While executing polychoric PCA to produce an asset/wealth index, three
iterations of the following message appeared:

  numerical derivatives are approximate
  nearby values are missing

I understand that the first principal component should be the wealth
index; it contains negative values, with proportion of explained
variance = ~25%.

Principal component analysis

 k  |  Eigenvalues  |  Proportion explained  |  Cum. explained


  1 |    7.955020   |    0.248594            |   0.248594

Question: Are there any methods to double check that the procedure
performed reasonably well and that I can use this 1st PC as an asset
index? 25% explained variance and persistence of error messages
suggest that I should be cautious.

In case it helps, I have copied below a previous issue I have had with
the same dataset,\ which led me to remove five variables, resulting in
no zeros in correlation matrix.

Thank you for any comments or suggestions!

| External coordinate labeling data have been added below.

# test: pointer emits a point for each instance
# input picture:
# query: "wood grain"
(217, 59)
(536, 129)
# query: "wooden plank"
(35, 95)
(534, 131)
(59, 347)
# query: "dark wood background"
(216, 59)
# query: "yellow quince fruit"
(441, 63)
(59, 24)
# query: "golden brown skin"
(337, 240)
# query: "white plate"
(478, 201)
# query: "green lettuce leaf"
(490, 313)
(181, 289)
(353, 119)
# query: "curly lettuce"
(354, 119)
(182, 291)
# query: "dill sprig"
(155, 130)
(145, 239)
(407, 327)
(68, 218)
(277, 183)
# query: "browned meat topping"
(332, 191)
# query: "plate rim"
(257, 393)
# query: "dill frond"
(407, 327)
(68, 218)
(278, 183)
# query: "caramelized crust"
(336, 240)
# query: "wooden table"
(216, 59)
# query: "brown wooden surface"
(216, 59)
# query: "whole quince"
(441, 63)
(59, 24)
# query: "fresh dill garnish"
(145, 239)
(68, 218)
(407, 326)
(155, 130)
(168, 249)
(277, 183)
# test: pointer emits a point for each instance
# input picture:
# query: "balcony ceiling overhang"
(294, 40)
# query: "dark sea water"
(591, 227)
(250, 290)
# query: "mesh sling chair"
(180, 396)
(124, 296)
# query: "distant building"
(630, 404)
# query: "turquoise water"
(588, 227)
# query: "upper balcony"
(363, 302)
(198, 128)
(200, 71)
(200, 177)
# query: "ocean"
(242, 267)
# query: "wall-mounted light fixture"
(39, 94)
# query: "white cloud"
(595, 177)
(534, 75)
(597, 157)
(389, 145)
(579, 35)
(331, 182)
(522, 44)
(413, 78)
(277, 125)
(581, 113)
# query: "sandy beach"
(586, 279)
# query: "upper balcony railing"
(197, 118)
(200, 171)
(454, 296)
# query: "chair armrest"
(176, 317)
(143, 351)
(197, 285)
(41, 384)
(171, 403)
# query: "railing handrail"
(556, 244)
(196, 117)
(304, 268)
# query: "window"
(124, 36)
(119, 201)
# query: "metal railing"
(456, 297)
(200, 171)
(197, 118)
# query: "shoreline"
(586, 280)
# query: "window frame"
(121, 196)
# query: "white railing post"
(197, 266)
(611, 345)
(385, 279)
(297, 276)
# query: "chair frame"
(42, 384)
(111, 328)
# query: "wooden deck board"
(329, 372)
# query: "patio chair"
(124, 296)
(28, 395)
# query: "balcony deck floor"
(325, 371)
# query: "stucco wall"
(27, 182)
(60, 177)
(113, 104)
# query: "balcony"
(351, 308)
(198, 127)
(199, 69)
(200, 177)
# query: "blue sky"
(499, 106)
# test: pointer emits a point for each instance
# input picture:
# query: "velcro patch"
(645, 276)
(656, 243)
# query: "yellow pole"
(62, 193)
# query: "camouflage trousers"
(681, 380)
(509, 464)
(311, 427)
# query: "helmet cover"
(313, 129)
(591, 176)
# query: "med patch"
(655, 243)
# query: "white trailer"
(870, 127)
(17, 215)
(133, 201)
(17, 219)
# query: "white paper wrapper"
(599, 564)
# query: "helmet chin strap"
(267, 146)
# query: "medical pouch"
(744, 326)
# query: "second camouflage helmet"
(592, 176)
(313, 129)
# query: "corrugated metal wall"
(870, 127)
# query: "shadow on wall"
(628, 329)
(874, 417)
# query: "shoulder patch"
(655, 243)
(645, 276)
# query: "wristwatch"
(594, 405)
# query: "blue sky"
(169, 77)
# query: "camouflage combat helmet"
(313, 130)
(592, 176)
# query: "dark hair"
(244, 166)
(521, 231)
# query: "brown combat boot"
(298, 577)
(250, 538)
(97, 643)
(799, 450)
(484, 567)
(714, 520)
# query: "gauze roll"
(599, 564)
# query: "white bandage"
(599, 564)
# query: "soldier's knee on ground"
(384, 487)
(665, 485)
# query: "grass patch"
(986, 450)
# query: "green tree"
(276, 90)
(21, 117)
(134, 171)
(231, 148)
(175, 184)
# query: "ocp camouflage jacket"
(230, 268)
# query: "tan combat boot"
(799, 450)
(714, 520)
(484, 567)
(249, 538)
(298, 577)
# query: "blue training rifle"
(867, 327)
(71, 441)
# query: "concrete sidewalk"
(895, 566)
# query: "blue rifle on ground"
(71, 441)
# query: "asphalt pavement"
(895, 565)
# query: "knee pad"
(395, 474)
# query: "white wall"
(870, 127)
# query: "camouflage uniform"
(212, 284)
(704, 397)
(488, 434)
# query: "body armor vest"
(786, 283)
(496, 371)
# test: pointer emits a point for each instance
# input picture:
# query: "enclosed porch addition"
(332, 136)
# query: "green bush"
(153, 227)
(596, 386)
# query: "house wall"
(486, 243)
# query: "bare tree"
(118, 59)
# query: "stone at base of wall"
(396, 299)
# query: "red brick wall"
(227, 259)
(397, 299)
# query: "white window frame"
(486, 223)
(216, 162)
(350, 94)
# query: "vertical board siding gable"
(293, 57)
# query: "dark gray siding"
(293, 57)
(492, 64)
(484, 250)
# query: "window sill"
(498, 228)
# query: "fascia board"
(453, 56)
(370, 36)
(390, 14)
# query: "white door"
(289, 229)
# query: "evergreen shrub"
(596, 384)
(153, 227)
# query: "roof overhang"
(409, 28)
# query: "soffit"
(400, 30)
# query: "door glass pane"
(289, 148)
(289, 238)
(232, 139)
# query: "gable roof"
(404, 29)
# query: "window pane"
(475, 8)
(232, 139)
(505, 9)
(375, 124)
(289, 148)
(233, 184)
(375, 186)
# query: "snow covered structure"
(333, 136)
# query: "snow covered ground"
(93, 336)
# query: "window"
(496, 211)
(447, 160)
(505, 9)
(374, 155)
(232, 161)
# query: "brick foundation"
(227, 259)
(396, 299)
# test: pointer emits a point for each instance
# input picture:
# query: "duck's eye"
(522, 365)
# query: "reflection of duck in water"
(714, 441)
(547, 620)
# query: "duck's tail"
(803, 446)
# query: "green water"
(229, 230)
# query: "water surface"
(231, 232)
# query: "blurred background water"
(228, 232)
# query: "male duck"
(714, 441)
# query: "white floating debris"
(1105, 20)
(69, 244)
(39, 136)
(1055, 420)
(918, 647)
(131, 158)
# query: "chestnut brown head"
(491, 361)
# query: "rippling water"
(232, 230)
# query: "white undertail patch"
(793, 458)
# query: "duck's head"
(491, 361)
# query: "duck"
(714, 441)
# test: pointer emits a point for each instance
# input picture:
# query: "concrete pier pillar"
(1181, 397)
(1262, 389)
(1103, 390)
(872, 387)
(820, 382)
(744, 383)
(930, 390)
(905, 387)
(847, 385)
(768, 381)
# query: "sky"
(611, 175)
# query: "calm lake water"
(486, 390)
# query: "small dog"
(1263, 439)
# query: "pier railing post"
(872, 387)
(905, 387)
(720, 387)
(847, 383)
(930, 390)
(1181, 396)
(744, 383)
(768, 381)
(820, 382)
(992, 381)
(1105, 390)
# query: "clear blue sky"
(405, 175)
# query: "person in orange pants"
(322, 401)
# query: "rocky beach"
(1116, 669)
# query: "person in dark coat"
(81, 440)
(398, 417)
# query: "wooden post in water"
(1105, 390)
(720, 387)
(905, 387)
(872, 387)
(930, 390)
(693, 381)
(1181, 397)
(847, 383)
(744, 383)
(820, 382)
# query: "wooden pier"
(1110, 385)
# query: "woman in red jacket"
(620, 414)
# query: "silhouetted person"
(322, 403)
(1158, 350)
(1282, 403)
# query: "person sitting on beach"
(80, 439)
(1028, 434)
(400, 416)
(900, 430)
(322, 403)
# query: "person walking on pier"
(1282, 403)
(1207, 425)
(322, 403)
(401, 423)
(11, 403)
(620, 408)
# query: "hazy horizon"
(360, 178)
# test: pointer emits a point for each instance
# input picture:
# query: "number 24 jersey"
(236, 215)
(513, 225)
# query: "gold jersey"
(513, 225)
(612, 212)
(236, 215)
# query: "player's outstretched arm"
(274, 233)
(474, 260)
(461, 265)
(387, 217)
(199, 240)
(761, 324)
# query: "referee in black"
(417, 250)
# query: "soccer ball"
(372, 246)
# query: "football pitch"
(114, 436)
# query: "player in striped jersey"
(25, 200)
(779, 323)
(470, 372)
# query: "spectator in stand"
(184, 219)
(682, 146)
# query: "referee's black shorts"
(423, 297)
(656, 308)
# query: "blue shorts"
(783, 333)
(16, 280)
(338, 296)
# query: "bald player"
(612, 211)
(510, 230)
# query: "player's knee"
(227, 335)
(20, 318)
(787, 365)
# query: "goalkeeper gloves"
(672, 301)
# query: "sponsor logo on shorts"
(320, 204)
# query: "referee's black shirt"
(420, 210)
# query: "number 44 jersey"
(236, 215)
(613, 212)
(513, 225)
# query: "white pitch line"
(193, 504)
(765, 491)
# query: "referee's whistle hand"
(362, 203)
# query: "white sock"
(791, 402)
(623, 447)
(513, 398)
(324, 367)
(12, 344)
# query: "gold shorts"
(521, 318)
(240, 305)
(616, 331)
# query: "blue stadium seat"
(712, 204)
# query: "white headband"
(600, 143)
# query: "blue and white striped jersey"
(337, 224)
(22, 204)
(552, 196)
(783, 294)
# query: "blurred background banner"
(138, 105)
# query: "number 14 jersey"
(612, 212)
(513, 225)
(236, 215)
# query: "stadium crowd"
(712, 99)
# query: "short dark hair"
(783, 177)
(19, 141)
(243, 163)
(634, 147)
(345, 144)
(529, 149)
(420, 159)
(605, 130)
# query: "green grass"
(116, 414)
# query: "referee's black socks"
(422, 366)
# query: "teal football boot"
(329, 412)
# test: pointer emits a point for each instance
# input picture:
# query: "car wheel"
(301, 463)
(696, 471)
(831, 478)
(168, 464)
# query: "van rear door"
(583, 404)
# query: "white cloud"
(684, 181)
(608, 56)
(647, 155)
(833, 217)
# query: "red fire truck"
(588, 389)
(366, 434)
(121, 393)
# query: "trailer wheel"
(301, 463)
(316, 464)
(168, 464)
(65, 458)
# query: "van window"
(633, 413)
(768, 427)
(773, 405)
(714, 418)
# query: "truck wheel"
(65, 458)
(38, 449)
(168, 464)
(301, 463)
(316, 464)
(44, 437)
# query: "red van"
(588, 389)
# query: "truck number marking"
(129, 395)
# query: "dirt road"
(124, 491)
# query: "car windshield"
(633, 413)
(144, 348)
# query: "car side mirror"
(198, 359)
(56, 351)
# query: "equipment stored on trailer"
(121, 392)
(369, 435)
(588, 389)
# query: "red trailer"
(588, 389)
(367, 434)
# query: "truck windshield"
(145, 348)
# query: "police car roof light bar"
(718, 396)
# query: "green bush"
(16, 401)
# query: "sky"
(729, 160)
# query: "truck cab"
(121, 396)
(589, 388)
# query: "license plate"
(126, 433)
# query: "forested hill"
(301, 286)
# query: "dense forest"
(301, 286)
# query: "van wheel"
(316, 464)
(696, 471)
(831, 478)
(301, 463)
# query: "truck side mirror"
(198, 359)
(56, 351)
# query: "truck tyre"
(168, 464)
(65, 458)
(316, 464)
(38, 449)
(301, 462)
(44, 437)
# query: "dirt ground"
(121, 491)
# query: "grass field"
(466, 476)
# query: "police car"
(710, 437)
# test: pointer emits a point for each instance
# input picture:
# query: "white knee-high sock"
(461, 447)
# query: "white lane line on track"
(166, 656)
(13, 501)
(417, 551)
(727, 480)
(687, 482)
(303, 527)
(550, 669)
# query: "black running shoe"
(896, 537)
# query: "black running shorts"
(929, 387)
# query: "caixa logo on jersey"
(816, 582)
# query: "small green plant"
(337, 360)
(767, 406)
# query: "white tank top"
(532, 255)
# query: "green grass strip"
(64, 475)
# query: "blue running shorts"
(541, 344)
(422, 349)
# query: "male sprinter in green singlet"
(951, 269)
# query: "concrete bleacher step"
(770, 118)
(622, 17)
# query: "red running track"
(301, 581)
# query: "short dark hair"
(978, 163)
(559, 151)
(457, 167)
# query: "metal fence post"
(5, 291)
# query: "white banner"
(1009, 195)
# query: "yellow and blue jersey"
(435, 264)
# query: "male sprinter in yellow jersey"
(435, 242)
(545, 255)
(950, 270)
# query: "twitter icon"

On Tue, 29 Jan 2013 22:05:25, Stas Kolenikov <> wrote:

A zero cell means that the underlying two normal variables have a
correlation of 1 -- or at least that's the maximum likelihood
estimate. Visually, the normal distribution is degenerately
concentrated on a line that passes outside of zero. With a correlation
of 1, ML estimation breaks down: the maximizer runs out of the sample
space, and produces missing values for negative definite matrices that
have correlations > 1; and if a solution is claimed to exist, it can
not stable, as we work with poorly defined matrices that are unstable
to invert (in the sense of finite accuracy arithmetics). In your
example, not only you have zero cells that make estimation of the
correlations difficult; the small marginal proportions will not make
-polychoric- very happy, either.

Vika Savalei wrote about the existing tweaks
(, but
I don't have anything implemented in the code.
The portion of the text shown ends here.